I have developed a kernel in HLS using streaming interfaces. Usually the parameters considered for finding timing values are clock cycles and the latency.
execution time =clock*latency;

But in streaming there is overlap with latency. So how do i find the total execution time in HLS for streaming? should i proceed to jupyter notebook to get the exact timing values?

Hi @srinivasan74,

In pipeline designs there are two key concepts

  • Initiation Interval (II), the number of clock cycles between the start times of consecutive loop iterations, ideally this should be 1
  • Latency, the time it takes to get an output since the input was fed

If you are only feeding one input the execution time (in clock cycles) is going to be equal to the Latency,
when you feed multiple inputs the computation in the different stages overlaps, so the equation to compute execution time is

execution time = Latency + II * number of inputs

Consider a simple example where the L = 5 and II=1 and you are feeding 10 input elements and for each element you get an output.

It is going to take 5 cycles to get the first output, but in the next clock cycle you’ll get another valid output and so on until all elements are processed. Therefore, the execution time is 15 clock cycles.

If you measure the execution time from the jupyter notebook, you will be measuring the time to move data from the PS to PL and vice versa. It really depends on what you want to measure.

Mario

Thanks , can we measure the data transfer time from PS to PL in jupyter notebook using existing python functions? .Can we just compute the kernel execution time using the same function?
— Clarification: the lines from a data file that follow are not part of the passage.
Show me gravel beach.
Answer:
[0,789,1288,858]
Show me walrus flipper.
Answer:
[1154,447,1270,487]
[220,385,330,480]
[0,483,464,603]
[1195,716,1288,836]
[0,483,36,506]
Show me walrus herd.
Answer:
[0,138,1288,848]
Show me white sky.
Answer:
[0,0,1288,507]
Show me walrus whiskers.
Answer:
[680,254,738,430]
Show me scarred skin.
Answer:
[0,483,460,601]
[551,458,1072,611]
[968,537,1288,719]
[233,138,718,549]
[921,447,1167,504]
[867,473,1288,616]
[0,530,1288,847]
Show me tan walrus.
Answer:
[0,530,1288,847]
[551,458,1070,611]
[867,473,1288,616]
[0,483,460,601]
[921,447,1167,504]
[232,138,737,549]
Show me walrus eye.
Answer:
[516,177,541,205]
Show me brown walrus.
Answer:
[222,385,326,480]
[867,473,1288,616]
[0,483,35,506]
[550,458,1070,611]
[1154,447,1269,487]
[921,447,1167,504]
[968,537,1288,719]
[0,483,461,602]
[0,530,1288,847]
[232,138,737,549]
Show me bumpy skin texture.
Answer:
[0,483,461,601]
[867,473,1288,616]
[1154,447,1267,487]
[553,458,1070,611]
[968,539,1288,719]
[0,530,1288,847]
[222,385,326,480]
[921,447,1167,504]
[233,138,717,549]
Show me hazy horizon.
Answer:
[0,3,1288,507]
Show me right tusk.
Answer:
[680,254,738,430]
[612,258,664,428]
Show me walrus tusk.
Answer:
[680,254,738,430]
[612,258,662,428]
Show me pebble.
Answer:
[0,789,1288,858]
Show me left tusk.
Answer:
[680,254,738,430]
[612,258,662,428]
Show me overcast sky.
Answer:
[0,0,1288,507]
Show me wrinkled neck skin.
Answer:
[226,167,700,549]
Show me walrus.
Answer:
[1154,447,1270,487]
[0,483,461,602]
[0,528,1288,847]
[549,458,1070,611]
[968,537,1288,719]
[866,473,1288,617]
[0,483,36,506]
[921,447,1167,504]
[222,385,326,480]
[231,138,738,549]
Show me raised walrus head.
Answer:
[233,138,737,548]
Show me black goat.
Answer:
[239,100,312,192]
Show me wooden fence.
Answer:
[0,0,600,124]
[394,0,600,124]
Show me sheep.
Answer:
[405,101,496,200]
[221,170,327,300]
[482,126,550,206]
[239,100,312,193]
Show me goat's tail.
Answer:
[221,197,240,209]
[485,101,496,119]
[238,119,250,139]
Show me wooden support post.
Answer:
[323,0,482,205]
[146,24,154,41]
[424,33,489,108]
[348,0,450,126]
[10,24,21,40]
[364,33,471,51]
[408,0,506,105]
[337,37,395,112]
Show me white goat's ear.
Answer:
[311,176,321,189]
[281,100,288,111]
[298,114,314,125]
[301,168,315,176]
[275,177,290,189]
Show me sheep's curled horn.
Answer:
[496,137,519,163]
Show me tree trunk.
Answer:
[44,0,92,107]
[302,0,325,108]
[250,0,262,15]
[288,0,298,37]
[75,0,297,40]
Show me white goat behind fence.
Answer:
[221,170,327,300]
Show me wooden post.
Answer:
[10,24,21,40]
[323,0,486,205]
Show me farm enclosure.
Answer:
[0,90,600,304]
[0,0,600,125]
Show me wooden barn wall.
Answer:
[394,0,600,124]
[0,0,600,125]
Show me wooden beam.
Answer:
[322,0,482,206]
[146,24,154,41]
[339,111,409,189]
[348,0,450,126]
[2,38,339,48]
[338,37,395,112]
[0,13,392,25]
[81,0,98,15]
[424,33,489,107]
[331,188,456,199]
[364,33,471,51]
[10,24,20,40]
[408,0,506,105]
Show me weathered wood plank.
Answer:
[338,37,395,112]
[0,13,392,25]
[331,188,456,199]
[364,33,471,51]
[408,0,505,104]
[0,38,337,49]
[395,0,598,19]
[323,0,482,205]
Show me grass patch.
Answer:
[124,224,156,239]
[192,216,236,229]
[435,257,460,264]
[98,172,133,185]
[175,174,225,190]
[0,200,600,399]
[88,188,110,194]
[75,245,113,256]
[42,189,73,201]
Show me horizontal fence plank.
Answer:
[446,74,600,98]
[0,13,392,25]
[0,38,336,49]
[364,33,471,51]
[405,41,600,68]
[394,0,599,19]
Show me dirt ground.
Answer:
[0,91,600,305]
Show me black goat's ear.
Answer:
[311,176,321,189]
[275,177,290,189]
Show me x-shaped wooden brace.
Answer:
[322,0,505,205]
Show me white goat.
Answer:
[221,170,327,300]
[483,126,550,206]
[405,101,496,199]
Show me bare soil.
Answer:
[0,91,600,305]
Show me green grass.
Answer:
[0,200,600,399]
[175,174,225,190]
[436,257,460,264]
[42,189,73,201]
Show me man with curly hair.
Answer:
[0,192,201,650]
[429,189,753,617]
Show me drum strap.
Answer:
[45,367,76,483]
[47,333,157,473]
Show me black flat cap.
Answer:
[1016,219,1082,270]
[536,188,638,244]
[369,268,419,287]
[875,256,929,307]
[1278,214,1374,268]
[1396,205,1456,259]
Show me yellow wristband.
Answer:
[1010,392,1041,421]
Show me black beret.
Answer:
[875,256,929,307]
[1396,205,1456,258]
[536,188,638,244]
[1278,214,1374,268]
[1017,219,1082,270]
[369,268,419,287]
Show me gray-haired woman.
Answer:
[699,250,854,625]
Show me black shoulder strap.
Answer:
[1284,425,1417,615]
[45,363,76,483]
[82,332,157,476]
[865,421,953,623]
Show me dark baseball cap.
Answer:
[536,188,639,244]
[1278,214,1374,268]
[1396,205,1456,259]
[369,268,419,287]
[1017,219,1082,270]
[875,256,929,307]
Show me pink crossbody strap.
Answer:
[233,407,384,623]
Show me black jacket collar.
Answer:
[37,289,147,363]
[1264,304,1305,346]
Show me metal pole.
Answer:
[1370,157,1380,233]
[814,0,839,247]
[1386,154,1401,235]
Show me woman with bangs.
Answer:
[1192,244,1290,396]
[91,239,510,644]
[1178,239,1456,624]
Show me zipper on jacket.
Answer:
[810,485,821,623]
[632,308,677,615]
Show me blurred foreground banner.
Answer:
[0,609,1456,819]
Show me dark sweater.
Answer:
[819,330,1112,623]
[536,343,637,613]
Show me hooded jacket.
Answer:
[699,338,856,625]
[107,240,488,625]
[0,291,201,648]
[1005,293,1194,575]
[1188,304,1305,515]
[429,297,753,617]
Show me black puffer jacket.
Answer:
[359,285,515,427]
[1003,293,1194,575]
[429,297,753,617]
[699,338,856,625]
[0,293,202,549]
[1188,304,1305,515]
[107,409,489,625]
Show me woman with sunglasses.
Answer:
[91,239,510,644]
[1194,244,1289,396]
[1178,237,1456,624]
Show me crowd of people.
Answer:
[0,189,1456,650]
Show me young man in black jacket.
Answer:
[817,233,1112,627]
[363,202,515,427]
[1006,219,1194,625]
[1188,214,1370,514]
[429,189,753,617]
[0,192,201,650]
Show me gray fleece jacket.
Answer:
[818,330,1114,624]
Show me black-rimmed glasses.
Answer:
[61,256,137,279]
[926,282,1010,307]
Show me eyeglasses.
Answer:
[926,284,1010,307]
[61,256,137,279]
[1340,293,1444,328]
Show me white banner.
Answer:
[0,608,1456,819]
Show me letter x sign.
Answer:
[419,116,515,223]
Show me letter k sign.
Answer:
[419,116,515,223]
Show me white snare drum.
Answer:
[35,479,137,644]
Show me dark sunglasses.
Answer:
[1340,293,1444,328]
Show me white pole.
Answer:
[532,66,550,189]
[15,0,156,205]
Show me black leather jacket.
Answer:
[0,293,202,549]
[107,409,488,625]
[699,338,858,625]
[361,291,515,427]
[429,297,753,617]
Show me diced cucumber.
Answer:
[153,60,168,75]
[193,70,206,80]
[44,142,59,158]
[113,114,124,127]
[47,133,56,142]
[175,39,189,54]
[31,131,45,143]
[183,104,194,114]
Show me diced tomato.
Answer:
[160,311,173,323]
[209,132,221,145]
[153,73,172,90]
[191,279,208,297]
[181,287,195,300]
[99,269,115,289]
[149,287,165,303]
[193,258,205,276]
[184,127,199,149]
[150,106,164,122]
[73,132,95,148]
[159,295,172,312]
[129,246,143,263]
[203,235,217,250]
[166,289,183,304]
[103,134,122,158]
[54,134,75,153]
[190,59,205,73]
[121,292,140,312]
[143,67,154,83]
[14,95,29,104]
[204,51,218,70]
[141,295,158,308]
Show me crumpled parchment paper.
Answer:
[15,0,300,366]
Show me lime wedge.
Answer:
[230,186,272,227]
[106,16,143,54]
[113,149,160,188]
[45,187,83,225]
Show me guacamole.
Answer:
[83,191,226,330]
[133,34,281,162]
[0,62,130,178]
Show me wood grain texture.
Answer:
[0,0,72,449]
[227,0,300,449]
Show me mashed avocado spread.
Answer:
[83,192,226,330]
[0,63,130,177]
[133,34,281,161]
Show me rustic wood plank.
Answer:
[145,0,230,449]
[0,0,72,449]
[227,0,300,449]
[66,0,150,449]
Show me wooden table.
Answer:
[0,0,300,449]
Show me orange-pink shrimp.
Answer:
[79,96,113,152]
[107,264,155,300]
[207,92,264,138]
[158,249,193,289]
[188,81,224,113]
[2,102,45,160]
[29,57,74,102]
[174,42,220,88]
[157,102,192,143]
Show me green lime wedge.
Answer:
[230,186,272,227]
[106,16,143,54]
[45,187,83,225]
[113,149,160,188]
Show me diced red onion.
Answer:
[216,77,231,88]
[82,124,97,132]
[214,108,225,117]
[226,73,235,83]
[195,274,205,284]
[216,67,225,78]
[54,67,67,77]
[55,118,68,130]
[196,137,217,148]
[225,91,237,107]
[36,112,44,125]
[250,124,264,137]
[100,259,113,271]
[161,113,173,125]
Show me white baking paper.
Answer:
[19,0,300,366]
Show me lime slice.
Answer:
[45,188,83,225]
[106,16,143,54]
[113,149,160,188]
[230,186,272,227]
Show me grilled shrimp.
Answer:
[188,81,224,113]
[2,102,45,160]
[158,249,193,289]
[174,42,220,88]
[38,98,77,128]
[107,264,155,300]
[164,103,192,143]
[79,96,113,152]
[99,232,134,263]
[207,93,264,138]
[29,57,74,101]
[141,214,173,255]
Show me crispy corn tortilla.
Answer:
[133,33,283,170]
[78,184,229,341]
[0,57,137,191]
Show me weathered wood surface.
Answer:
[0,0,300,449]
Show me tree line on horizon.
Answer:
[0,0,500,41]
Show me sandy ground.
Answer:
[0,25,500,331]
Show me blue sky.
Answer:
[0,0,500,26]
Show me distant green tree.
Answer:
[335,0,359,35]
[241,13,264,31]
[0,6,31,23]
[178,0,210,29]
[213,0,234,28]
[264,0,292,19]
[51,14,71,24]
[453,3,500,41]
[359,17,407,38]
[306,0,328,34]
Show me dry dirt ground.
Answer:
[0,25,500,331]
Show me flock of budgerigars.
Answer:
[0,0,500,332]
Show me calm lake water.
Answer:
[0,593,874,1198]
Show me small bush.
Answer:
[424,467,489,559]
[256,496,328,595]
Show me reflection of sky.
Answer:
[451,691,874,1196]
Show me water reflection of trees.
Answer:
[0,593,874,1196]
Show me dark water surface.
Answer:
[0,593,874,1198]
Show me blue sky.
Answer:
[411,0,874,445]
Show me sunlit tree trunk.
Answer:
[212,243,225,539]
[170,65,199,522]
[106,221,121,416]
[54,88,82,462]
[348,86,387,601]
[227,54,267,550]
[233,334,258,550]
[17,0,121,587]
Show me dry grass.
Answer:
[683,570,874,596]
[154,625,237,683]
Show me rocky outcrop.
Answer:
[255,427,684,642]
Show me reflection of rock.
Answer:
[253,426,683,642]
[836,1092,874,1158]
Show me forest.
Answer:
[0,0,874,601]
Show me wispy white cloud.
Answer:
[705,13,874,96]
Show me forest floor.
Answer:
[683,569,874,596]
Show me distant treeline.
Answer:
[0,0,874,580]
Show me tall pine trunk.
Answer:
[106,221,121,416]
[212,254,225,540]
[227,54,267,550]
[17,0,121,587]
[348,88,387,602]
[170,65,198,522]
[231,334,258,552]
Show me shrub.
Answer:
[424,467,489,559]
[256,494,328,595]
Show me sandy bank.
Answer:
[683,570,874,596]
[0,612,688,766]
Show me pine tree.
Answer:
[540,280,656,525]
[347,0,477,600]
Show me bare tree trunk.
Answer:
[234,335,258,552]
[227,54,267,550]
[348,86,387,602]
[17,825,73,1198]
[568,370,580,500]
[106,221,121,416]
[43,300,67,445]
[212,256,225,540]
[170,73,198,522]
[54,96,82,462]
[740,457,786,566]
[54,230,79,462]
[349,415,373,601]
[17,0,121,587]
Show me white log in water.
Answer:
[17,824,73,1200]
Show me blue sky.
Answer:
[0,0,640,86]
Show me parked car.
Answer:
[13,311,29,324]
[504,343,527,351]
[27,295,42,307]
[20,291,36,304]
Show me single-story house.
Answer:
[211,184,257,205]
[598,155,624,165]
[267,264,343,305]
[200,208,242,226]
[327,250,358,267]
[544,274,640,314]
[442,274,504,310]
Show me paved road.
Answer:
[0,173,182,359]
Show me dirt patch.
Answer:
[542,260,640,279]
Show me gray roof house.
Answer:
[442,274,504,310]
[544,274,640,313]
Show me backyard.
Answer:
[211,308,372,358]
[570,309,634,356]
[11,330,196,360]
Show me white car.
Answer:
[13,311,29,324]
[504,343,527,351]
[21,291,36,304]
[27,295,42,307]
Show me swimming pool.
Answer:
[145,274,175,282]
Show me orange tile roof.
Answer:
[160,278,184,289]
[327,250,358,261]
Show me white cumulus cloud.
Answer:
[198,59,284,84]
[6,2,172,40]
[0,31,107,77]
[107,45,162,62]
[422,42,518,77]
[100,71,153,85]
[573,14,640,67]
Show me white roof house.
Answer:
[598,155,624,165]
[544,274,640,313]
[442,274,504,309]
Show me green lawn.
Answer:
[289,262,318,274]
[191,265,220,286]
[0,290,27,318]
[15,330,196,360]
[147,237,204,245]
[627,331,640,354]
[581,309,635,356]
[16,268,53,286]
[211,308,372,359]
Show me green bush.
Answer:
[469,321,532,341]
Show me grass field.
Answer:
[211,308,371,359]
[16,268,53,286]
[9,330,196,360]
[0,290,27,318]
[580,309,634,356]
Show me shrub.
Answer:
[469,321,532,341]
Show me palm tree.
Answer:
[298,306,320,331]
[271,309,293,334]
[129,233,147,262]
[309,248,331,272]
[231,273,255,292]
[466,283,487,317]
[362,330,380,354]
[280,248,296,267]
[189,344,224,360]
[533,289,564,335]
You could do these measurements from the jupyer notebook using magics https://ipython.readthedocs.io/en/stable/interactive/magics.html#magic-time,
for instance

%time
<your code goes here>

When the cell finishes executing you will get a report with the execution time. Note that the underlying OS impacts this measurement, and the granularity is the one the OS provides.

Mario

How is the execution time measured for an HLS IP on Vivado HLS(i.e. the time it takes to execute all the HLS Function defined in the top-level function) ?

Hi @Nikhil_Bhardwaj

Assuming you want to do this from software, this is one way from a cell in jupyter notebook

%time
<your code goes here>

You could also run a co-simulation of your HLS code and that should give you the execution time, without data transfer time.

Mario

Is there a way I can figure out the execution time on Vivado HLS or on Vivado IP Integrator?

If the boundaries in the HLS IP are well defined, this should be reported by HLS

Alternatively, using the Initiation Interval (II) and Latency (L) and you can compute the execution time in clock cycles as

execution(cycles) = L + II * <num iterations>

Mario

@marioruiz
Sir,

I’m currently working on implementing an image processing algorithm on Vivado HLS.
I need help with reducing the resource utilization, utilization of LUT’s in particular.
The top-level function on HLS has a kernel/window function defined for morphological operations(erosion & dilation), which causes high resource utilization.

I request you to kindly help me optimize my design for fewer LUTs.
(I tried looking on the Xilinx forum, but could not come up with a solution)

Kind Regards.

Hi @Nikhil_Bhardwaj,

Unfortunately, I am not able to help you with this.

My only suggestion is to use the Vision Vitis Accelerated libraries, these are optimized for performance and resource utilization.

https://xilinx.github.io/Vitis_Libraries/vision/2020.2/api-reference.html#dilate

Mario

1 Like